Le coup est parti le 6 décembre, quand Gérard Chausset, un adjoint (EELV) au maire de Mérignac, a signalé aux services du préfet de la Gironde que ce lotissement de 18 maisons appartenant à la DGAC était majoritairement inoccupé. Cinq jours plus tard, Michel Delpuech, le préfet de Gironde et d’Aquitaine, a pris la décision de confier 10 de ces maisons au bailleur social Gironde Habitat. Deux jours plus tard, l’opération était calée au cours d’une réunion organisée avec la DGAC, Gironde Habitat et Emmaüs, qui se charge de l’accompagnement social des nouveaux occupants. Une convention lie les parties. Aucune réquisition n’a été prononcée.

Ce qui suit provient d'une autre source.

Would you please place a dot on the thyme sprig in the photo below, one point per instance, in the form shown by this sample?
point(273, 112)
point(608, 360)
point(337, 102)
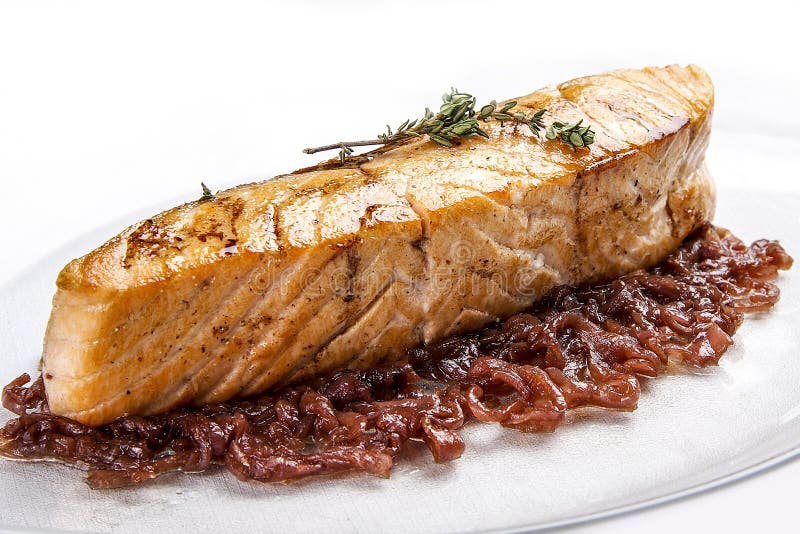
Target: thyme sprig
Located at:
point(458, 118)
point(574, 135)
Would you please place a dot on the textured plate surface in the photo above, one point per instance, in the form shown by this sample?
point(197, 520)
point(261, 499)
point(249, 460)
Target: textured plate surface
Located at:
point(693, 430)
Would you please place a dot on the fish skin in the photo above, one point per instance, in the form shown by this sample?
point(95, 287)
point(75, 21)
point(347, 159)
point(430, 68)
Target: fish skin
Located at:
point(336, 266)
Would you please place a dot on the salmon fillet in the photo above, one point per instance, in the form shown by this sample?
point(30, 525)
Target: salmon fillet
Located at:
point(350, 265)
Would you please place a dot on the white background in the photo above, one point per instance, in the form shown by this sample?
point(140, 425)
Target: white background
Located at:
point(107, 108)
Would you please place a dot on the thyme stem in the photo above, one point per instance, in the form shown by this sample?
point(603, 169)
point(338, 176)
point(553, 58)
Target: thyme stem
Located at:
point(458, 118)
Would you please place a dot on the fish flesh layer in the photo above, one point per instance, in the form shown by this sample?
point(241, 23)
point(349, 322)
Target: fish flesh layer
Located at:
point(349, 265)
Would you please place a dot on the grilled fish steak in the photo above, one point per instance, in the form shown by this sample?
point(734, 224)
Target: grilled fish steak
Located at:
point(350, 265)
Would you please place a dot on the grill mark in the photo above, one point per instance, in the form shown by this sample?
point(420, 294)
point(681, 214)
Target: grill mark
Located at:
point(242, 367)
point(345, 329)
point(282, 352)
point(358, 360)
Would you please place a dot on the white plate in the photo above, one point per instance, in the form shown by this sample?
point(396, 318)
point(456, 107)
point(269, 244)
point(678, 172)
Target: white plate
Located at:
point(691, 432)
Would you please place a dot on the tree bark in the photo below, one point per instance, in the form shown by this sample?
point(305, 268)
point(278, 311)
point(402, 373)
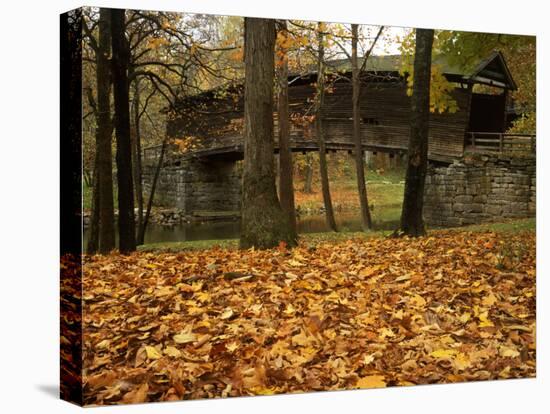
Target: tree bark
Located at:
point(264, 224)
point(319, 130)
point(121, 58)
point(137, 161)
point(286, 185)
point(308, 181)
point(366, 221)
point(412, 223)
point(143, 227)
point(93, 238)
point(104, 134)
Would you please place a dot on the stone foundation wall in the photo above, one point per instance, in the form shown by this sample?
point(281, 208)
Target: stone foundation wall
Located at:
point(480, 188)
point(196, 186)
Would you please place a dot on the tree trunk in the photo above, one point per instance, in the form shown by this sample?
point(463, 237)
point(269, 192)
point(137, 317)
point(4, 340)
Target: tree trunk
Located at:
point(264, 224)
point(286, 185)
point(143, 227)
point(137, 161)
point(319, 130)
point(308, 181)
point(121, 54)
point(366, 221)
point(104, 134)
point(93, 238)
point(412, 223)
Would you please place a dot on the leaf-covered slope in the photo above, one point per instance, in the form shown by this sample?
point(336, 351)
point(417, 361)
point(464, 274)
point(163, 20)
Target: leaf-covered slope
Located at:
point(354, 314)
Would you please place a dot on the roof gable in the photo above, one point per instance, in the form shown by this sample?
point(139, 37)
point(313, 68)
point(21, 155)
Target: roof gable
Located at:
point(493, 71)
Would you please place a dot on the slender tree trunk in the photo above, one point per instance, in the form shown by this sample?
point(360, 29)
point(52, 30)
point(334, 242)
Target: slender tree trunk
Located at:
point(93, 238)
point(137, 160)
point(143, 227)
point(412, 223)
point(121, 55)
point(286, 185)
point(319, 130)
point(366, 221)
point(308, 181)
point(104, 134)
point(264, 224)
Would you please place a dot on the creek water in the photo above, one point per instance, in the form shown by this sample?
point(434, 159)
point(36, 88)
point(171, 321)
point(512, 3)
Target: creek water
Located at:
point(216, 230)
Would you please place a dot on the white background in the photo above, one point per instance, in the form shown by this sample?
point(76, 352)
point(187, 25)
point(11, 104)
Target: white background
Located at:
point(29, 206)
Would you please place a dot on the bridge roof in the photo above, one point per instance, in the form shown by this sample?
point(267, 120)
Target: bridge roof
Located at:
point(491, 71)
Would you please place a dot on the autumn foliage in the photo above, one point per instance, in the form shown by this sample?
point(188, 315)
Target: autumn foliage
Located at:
point(455, 306)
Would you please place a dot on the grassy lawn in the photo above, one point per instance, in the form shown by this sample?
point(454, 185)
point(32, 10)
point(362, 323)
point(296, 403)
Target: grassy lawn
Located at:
point(511, 226)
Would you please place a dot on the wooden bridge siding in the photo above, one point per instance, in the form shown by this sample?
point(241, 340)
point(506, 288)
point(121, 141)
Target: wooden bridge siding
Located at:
point(385, 103)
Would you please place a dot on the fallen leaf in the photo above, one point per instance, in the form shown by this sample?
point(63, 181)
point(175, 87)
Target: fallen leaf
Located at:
point(372, 381)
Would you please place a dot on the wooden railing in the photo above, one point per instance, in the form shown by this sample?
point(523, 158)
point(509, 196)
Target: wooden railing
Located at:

Les quatre premières familles ont pu emménager avant Noël, tandis que chauffage et plomberie étaient rapidement vérifiés. Six autres vont suivre. Des familles logées à l’hôtel ou dans des appartements exigus et insalubres, des demandeurs d’asile menacés d’être mis à la rue, des travailleurs pauvres… Toute la gamme de ce mal-logement qui lève depuis le début du millénaire.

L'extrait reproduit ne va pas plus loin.